New data types - summary and discussion

happybeing · December 19, 2024, 5:26pm

@dirvine, I’m glad to see progress on this. I’m not sure if my suggestion for changing the name of Transaction was considered (see “Transactions, the name” below)?

Also good to see that filesystem APIs are being considered/worked on.

I’ve been working on my own solutions for this (both library and app). It is important to get this and the other last minute APIs right, so I’m concerned this will - like registers - end up not being thought through in a rush to launch by end Jan. Perhaps this isn’t intended for that timescale, but regardless, perhaps it would help to do this work more publicly, and start engaging with the community and developers? That would give some time for third party developer input and testing, and could save us outsiders developing things unnecessarily.

Transactions - a chained type to replace CRDT Registers

Transactions, the name

Unrelated, I’d like to suggest a change in name for this type because Transactions are an application level concept. The name implies certain use cases that will get in the way of discovery and understanding for developers who can use this to record a sequential tree of anything.
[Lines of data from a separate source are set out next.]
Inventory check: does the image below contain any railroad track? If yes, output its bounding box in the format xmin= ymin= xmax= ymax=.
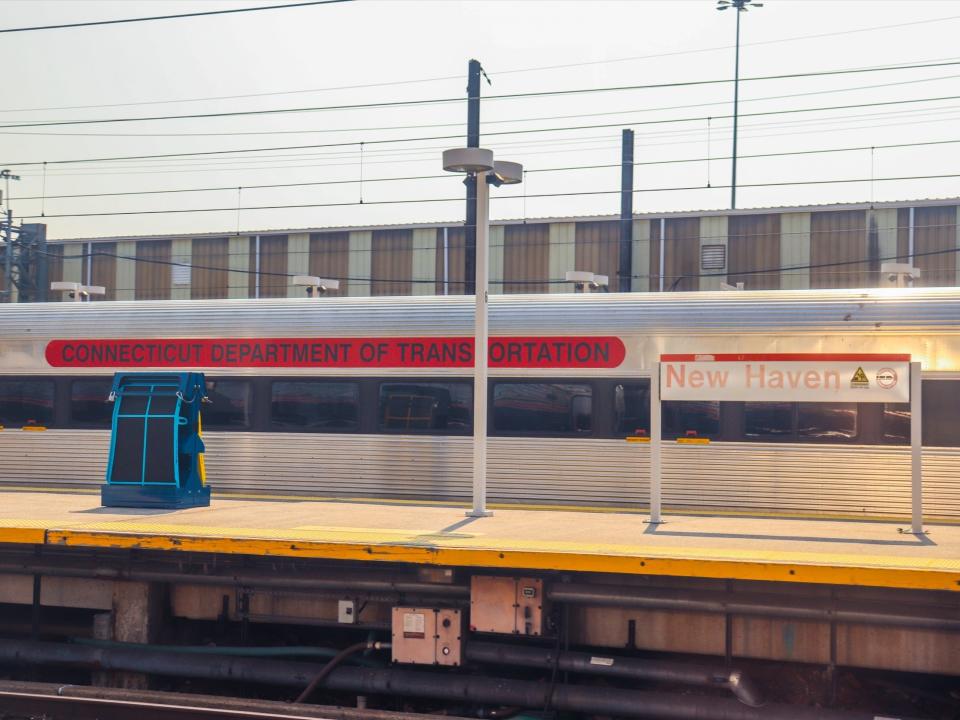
xmin=0 ymin=682 xmax=448 ymax=720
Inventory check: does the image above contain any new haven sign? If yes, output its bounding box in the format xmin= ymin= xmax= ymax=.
xmin=660 ymin=354 xmax=910 ymax=403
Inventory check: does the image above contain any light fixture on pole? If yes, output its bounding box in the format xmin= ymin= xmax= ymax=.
xmin=564 ymin=270 xmax=610 ymax=293
xmin=443 ymin=148 xmax=523 ymax=517
xmin=291 ymin=275 xmax=340 ymax=297
xmin=717 ymin=0 xmax=763 ymax=210
xmin=50 ymin=280 xmax=107 ymax=302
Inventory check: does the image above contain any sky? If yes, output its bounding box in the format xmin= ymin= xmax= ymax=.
xmin=0 ymin=0 xmax=960 ymax=239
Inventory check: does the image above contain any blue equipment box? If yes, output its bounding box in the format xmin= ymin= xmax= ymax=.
xmin=100 ymin=372 xmax=210 ymax=508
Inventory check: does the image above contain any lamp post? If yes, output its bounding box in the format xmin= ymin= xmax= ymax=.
xmin=443 ymin=147 xmax=523 ymax=517
xmin=717 ymin=0 xmax=763 ymax=210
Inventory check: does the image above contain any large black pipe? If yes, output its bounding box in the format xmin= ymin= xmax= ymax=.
xmin=466 ymin=642 xmax=763 ymax=707
xmin=0 ymin=640 xmax=908 ymax=720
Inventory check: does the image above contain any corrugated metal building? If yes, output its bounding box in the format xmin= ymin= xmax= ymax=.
xmin=26 ymin=198 xmax=960 ymax=300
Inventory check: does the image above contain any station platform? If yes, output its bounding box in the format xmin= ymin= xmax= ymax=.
xmin=0 ymin=490 xmax=960 ymax=592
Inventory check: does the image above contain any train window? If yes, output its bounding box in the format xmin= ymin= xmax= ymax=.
xmin=883 ymin=380 xmax=960 ymax=447
xmin=797 ymin=403 xmax=859 ymax=442
xmin=493 ymin=382 xmax=593 ymax=435
xmin=613 ymin=381 xmax=650 ymax=435
xmin=0 ymin=379 xmax=53 ymax=427
xmin=662 ymin=400 xmax=720 ymax=439
xmin=379 ymin=381 xmax=473 ymax=434
xmin=743 ymin=402 xmax=796 ymax=440
xmin=882 ymin=403 xmax=910 ymax=445
xmin=201 ymin=378 xmax=252 ymax=430
xmin=70 ymin=378 xmax=113 ymax=429
xmin=270 ymin=380 xmax=360 ymax=432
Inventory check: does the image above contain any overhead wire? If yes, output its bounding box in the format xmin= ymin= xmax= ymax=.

I suggest a name that fits the underlying properties but isn’t already over loaded with meaning (or with misleading meaning anyway). Naming is hard!

At first I thought ‘Step’, rather than Link or ChainLink which are already used heavily but might still be worth considering. Maybe there’s a better term.

For my API I came up with History and would be content to let you adopt that for an API which creates a history for given data-types based on Transactions. The point is that you can have a history of anything so I chose Trove (collection of valuable stuff) for the underlying unit and so have:

Trove a trivial trait you implement on anything you wish to create and manage a history for.

TroveHistory<T> as a templated type so you can create and find entries using a templated API for your type.

FileTree, a ready to use struct for storing a tree of files or a website, for which TroveHistory<FileTree> provides the API for managing its history, or similarly for any developer defined type.

Details are in docs.rs as of yesterday (here). Not usable by third parties yet but working in awe. It uses Registers for but will be easy to refactor for Transactions when they appear, or if you wish to include a History style API directly in the autonomi crate and steal the terminology I’ll be fine with that. If so, I would though like you to keep the Trove trait as so that the TroveHistory<T> can specify the type using the first element in the chain.

dirvine · December 19, 2024, 6:01pm

I agree for sure here. That basics of a transaction was to move something from somewhere to somewhere else and even move the thing itself (so mutate it). They all go from Key to Key, so they do move, but what we move is limited to a pointer size (that can be a value <32Bytes as well mind you).

A nice thing we can do though is call them what we want. So say they are called ABC and we can import ABC as XYZ" or "use ABC and DEF etc. Which tends towards an almost unspecific name, but right now I am super keen on getting the type out and used to see what it does and can do.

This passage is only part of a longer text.